HPV vaccination linked to lower cancer risk
Females aged 9–26 who received human papillomavirus vaccination had fewer new cancer diagnoses over 5 years than matched unvaccinated females.
*Retrospective matched cohort study; Level 2b (OCEBM).
Citation
Hung YM, Lin TTA, Wang SI, et al. HPV vaccination is associated with lower risk of cancers among females. The American Journal of Medicine. 2026;139:311–320. doi:10.1016/j.amjmed.2025.10.016.
Background
Human papillomavirus vaccines prevent several cancers, but long-term, broad cancer outcomes in real-world settings are less certain. This study examined whether vaccination is linked to lower cancer risk in young females.
Patients
Females aged 9–26 years in a large United States electronic health record network (2013–2022) with at least two visits. Excluded: pregnancy, death, known prior human papillomavirus infection, and any cancer before or at the start date.
Intervention
Completion of a human papillomavirus vaccine series (start date = series completion).
Control
No recorded human papillomavirus vaccination (start date = first visit in the study period). Groups were closely matched on measured baseline factors.
Outcome
First-time diagnosis of any cancer and several cancer categories, counting events from 90 days after the start date.
Follow-up Period
Up to 5 years.
Results
| Outcome (90 days to 5 years) |
Hazard ratio (95% confidence interval) |
| Any cancer (primary) | 0.38 (0.34 to 0.43) |
| Breast cancer | 0.21 (0.12 to 0.37) |
| Urinary tract cancers | 0.18 (0.09 to 0.36) |
| Brain and nervous system cancers | 0.26 (0.18 to 0.37) |
| Lymph node and blood cancers | 0.36 (0.29 to 0.46) |
The absolute 5-year risk of any cancer was low (0.11% vs 0.31%); number needed to vaccinate to prevent one cancer diagnosis over 5 years ≈ 503.

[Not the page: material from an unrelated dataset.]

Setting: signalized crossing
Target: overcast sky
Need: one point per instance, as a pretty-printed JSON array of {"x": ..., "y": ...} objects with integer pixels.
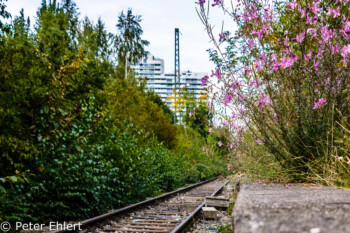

Associations were stronger when vaccination started at ages 9–14 than 15–26, and remained directionally similar in multiple sensitivity analyses (including comparisons with influenza-vaccinated controls).
Limitations
Because this was not a randomized study, unmeasured differences between groups could explain some findings (for example, health-seeking behavior or missed infection history). Diagnoses and vaccinations may be incomplete outside participating systems. Despite large relative differences, the short-term absolute cancer reduction was modest because cancers were rare in this age group.
Funding
Government and hospital grants from Taiwan; funders had no role.
Clinical Application
Reinforces recommending early, on-time human papillomavirus vaccination series completion; expect modest short-term absolute cancer reduction, with uncertain applicability to males or older adults.